Plays with New York themes written by John Patrick Shanley, Amiri Baraka, Edward Albee, Lorraine Hansberry and more than a dozen others, will be featured in a free festival of readings and panel discussions led by members of Labyrinth Theater Company from March 18-24, the organization has announced.

The NewYorkNewYork Festival, which will be held at the Bank Street Theater, is scheduled to begin with a reading of Israel Horovitz’s 1968 play “The Indian Wants the Bronx” followed by a talk moderated by Mr. Horovitz about the rise of Off Broadway theater in the late 1960s. Subsequent nights will showcase readings of Stephen Adly Guirgis’s “In Arabia, We’ll All Be Kings,” Mr. Shanley’s “Danny and the Deep Blue Sea,” and Mr. Baraka’s “Dutchman;” each writer will lead a post-show discussion as well.

Then, beginning at 7 p.m. on March 22, a 48-hour marathon of around-the-clock readings will start. Labyrinth company members, gues artists, and members of the audience will be cast in each play, which will also include works by James Baldwin, Maria Irene Fornes, John Guare, Jack Kerouac, Kenneth Lonergan, and Eugene O’Neill. Tickets will be available on a first-come-first-served basis before each reading.
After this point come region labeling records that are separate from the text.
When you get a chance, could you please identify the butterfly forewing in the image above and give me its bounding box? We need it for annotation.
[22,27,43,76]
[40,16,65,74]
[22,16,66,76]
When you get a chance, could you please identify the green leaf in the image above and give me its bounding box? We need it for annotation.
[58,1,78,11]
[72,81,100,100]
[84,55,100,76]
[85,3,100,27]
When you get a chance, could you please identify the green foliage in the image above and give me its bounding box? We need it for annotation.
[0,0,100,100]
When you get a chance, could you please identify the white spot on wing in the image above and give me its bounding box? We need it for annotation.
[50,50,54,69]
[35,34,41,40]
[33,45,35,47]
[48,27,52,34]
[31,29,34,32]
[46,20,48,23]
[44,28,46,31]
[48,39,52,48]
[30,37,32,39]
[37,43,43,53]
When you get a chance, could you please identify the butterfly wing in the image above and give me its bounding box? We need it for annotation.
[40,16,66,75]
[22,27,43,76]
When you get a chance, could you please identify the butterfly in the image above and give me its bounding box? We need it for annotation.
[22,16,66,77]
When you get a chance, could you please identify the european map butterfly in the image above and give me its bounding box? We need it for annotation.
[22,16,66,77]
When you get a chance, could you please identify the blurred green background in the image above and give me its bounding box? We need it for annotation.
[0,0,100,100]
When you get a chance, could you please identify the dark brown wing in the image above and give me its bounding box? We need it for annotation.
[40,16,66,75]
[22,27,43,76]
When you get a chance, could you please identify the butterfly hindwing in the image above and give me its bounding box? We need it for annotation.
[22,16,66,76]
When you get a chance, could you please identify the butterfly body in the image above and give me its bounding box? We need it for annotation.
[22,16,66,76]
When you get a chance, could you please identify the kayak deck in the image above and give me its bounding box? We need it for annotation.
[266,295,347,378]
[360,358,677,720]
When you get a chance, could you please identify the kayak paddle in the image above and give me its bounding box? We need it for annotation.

Founded in 1992, Labyrinth emerged as an Off Broadway force in the 2000s in large part because of acclaimed plays by Mr. Guirgis (“Our Lady of 121st Street”) and the leadership of its co-artistic directors at the time, Philip Seymour Hoffman and John Oritz. More recently Labyrinth productions have been on a smaller scale and received mixed reviews; the company is now looking for new leaders to replace its current artistic directors: Mr. Guirgis, the costume designer Mimi O’Donnell and the actor Yul Vazquez.